Birth control, also called contraception, is a way to prevent or dramatically reduce the chance of getting pregnant. The type of birth control you choose depends on your needs. Different methods of birth control have varying characteristics. Condoms, for example, are the only methods that provide significant protection from sexually transmitted diseases.
Types of contraception available:
- Barrier methods - condoms, diaphragm, spermicides
- Birth control pills - contain estrogen and progesterone and block ovulation or may contain progesterone only and make it hard for fertilization occur.
- Vaginal ring - called Nuvaring is placed in the vagina for 3 - 4 weeks and secretes estrogen and progesterone absorbed through the vagina into the body to block ovulation like the pill.
- Injections - Depo-Provera is a progesterone shot given every 3 month
- Implant - Implanon is a progesterone only implant that is placed under the skin and lasts for 3 years.
- Intrauterine device (IUD) - an apparatus placed inside the uterus in the office that blocks fertilization.
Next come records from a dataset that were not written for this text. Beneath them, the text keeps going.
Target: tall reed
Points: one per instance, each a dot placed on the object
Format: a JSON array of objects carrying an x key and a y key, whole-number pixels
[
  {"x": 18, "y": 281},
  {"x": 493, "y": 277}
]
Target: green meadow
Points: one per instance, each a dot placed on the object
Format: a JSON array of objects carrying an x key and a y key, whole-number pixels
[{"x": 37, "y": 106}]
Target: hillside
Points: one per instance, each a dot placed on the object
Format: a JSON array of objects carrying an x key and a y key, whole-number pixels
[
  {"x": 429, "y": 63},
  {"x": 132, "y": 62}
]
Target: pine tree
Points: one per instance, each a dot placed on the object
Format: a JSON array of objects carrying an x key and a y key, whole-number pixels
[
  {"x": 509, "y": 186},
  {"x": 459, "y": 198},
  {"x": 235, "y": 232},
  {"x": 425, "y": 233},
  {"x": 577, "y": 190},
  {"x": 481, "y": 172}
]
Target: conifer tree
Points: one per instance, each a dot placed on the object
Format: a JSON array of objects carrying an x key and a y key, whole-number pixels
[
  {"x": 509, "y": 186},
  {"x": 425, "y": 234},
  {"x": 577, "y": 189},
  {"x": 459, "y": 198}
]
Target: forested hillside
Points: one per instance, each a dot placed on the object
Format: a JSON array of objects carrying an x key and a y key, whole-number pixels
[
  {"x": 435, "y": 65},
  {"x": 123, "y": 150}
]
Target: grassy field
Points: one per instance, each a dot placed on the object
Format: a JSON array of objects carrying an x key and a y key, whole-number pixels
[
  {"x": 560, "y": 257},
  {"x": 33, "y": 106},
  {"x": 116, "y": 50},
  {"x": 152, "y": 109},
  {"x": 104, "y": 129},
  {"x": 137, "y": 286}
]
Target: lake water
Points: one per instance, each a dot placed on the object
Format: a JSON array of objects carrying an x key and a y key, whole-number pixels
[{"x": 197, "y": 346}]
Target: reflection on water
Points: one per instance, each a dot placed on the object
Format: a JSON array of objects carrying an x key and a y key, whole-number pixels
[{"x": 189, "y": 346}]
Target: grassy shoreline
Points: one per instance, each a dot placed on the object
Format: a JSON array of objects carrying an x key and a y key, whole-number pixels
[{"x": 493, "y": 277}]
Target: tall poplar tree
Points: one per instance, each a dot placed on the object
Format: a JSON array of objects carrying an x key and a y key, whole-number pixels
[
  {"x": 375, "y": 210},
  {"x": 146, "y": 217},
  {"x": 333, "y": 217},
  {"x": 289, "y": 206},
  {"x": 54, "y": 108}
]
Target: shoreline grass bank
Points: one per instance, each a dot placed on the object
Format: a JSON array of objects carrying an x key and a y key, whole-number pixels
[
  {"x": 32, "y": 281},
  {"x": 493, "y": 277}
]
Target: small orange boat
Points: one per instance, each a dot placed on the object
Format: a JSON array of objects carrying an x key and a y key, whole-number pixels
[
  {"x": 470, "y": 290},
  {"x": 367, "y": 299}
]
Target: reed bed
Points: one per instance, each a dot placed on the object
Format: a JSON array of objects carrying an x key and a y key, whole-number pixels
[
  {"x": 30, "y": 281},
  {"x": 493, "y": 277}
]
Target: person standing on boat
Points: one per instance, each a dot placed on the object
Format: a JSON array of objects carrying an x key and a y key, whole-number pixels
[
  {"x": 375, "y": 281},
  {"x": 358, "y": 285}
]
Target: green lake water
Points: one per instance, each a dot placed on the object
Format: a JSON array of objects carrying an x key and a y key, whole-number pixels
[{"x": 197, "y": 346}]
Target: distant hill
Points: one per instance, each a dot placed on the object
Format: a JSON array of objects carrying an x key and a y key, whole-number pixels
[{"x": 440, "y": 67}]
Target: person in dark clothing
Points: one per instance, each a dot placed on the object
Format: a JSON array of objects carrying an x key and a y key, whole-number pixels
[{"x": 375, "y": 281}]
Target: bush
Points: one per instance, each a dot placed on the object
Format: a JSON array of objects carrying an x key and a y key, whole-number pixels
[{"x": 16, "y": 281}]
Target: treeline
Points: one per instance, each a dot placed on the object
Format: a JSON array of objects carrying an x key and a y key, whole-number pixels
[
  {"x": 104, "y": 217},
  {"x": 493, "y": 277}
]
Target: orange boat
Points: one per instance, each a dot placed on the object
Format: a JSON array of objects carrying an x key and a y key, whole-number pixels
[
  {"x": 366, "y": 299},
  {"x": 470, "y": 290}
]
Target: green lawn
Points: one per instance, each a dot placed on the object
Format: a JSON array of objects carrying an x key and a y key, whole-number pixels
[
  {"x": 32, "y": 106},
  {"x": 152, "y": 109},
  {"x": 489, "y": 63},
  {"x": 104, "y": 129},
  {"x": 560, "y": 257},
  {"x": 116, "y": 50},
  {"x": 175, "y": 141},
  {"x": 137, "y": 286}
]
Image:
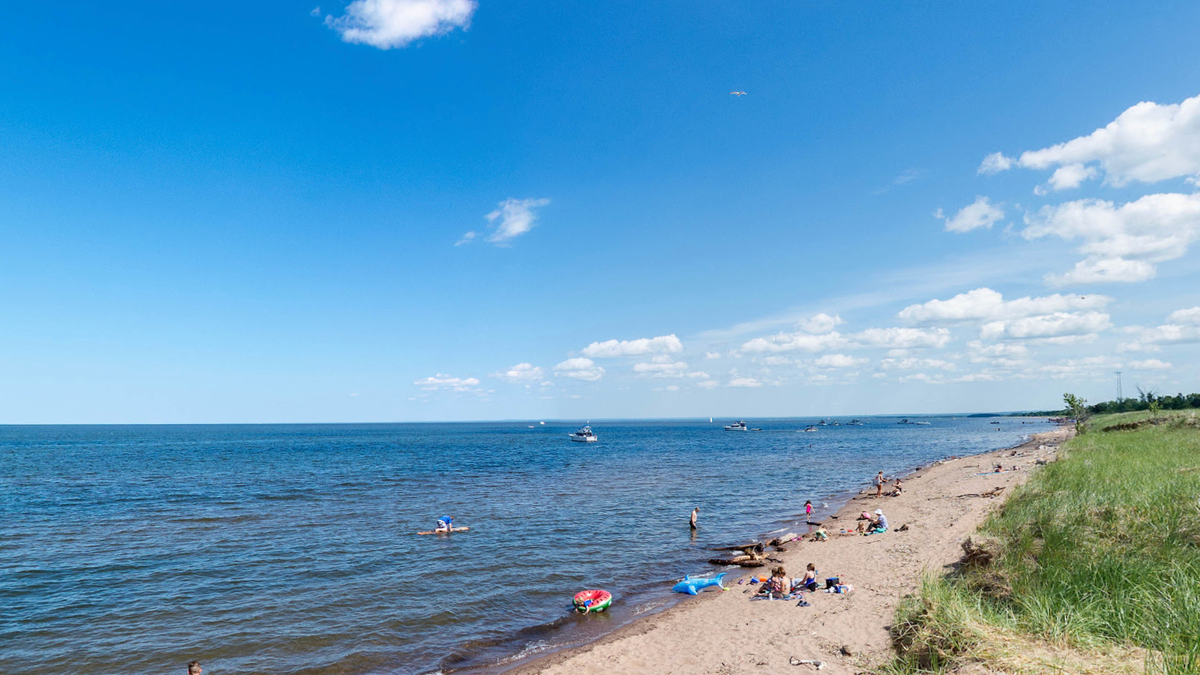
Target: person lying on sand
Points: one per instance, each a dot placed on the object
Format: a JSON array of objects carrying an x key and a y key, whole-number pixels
[
  {"x": 810, "y": 579},
  {"x": 779, "y": 585}
]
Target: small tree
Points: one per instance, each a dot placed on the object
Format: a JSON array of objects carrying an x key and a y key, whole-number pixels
[{"x": 1077, "y": 408}]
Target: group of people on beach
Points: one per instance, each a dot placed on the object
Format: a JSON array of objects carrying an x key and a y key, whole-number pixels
[{"x": 779, "y": 585}]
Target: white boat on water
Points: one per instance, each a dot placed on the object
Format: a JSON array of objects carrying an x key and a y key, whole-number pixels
[{"x": 583, "y": 436}]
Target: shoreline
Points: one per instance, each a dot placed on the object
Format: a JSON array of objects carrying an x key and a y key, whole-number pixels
[{"x": 628, "y": 643}]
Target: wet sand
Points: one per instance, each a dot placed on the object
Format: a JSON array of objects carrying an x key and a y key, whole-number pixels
[{"x": 727, "y": 633}]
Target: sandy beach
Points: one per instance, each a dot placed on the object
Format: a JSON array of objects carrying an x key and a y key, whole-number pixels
[{"x": 726, "y": 632}]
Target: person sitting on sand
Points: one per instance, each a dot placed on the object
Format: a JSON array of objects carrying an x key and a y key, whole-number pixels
[
  {"x": 810, "y": 579},
  {"x": 881, "y": 521},
  {"x": 864, "y": 524},
  {"x": 779, "y": 585}
]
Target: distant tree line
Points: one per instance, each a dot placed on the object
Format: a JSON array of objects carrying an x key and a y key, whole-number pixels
[{"x": 1147, "y": 400}]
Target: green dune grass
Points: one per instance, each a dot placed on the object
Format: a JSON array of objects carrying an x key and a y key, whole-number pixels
[{"x": 1099, "y": 553}]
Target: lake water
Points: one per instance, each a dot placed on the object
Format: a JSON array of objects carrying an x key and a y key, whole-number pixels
[{"x": 292, "y": 549}]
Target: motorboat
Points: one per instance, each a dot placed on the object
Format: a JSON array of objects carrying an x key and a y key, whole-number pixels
[{"x": 583, "y": 436}]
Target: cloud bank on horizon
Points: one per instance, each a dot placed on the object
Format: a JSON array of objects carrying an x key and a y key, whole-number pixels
[{"x": 977, "y": 335}]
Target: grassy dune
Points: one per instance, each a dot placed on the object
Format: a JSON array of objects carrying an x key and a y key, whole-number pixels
[{"x": 1093, "y": 566}]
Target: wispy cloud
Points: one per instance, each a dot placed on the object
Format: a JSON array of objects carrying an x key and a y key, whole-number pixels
[
  {"x": 396, "y": 23},
  {"x": 580, "y": 369},
  {"x": 441, "y": 382},
  {"x": 515, "y": 216},
  {"x": 981, "y": 213},
  {"x": 612, "y": 348}
]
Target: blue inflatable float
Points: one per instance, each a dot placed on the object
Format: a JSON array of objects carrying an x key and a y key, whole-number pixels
[{"x": 693, "y": 586}]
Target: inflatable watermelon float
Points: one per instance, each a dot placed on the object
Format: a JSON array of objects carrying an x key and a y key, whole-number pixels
[{"x": 592, "y": 601}]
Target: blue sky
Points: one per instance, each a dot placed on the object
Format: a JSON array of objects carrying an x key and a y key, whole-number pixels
[{"x": 444, "y": 209}]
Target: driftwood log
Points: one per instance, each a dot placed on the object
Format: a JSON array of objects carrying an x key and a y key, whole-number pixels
[
  {"x": 753, "y": 548},
  {"x": 741, "y": 561}
]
There are 2 types: Mirena which secrets progesterone and lasts for up to 5 years and Paragard which is non-hormonal and lasts up to 10 years. Both IUDs can be easily removed in the office when desired.
- Permanent sterilization - Bilateral tubal ligation is a procedure done in the operating room and involves destroying a portion of each fallopian tube to prevent pregnancy. Adiana and Essure are procedures that can be done in the office that rely on small implants placed in the fallopian tube hysteroscopically to cause tissue to grow into and block the tube. Read more about permanent sterilization here.
Misconceptions about pregnancy prevention:
Modern misconceptions and urban legends have given rise to a great deal of false claims:
- The suggestion that douching with any substance immediately following intercourse works as a contraceptive is untrue. While it may seem like a sensible idea to try and wash the ejaculate out of the vagina, it is not likely to be effective. Due to the nature of fluids and the structure of the female reproductive tract, douching most likely actually spreads semen further towards the uterus. Some slight spermicidal effect may occur if the douche solution is particularly acidic, but overall it is not scientifically observed to be reliably effective method.
- It is untrue that a female cannot become pregnant as a result of the first time she engages in sexual intercourse.
- While women are usually less fertile for the first few days of menstruation, it is a myth that a woman absolutely cannot get pregnant if she has sex during her period.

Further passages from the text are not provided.